Blind student's words speak of grit and spirit

South China Morning Post


14th October 2013


Blind student's words speak of grit and spirit


It's a rare interview. Tsang Tsz-kwan normally shuns publicity.


The 20-year-old blind and hearing-impaired student sits in a room at her alma mater Ying Wa Girls' School. Here's the girl who made headlines in July with her excellent Diploma of Secondary Education examination results. She scored 5* and above in five subjects and a 4 in the sixth.

In July, the public learnt through media reports about how Tsang - who was educated at the Ebenezer School and Home for the Visually Impaired at the primary level - read Braille with her lips because her fingers lacked the sensitivity to read it with her hands.


Now, Tsang studies translation at the Chinese University, where she's gradually settling into and trying her best to adapt to her new school life.


These days, she continues to read Braille with her lips. But with the help of the Jockey Club Rehabilitation Centre, she now uses a modified keyboard that better suits her fingers. The keyboard allows her to input braille that her computer would translate directly into words.

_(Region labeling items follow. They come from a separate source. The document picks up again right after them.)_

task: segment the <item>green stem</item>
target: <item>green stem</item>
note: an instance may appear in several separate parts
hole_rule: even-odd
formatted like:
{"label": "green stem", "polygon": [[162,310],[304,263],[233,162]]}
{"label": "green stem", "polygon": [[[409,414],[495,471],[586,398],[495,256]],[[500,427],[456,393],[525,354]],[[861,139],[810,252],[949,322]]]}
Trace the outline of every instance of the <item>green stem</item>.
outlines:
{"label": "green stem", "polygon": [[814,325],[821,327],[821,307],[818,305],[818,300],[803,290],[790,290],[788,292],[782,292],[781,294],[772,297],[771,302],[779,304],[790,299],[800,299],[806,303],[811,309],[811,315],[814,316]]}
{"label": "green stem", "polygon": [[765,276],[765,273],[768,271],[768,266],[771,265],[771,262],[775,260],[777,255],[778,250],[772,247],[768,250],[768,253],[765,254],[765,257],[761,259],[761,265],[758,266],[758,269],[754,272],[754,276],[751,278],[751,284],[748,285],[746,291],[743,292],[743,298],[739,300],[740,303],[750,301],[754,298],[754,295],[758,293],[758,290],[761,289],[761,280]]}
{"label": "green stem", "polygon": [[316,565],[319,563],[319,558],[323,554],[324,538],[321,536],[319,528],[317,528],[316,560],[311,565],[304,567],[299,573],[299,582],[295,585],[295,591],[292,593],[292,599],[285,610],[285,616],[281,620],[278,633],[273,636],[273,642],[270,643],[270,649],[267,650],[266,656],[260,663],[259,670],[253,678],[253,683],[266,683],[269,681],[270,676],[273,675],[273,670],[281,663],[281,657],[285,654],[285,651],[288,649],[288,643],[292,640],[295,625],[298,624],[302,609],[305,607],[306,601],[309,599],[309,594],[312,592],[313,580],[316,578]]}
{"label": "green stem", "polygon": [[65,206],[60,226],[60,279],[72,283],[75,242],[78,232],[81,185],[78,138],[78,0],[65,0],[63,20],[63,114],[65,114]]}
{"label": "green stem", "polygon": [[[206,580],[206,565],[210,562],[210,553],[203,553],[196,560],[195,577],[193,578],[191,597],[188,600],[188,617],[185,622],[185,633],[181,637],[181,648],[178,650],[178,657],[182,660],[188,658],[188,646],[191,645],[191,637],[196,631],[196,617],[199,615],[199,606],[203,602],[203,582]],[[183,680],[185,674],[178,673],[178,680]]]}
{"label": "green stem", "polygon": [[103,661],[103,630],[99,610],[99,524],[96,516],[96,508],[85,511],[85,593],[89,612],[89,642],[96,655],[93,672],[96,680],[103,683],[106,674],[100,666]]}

Up until the end of secondary school, Tsang had a resource teacher from Ebenezer to help her with her studies. But now, she is learning to cope on her own in her four-year translation degree course, with the help of her university peers.


"The lifestyle and mode of learning in university is very different from before," she says.

Prior to the interview, Tsang had said she would speak in Cantonese; but in the end, she opted for English instead. Her economy of language and succinctness in vocabulary has a public-speaking aplomb to it.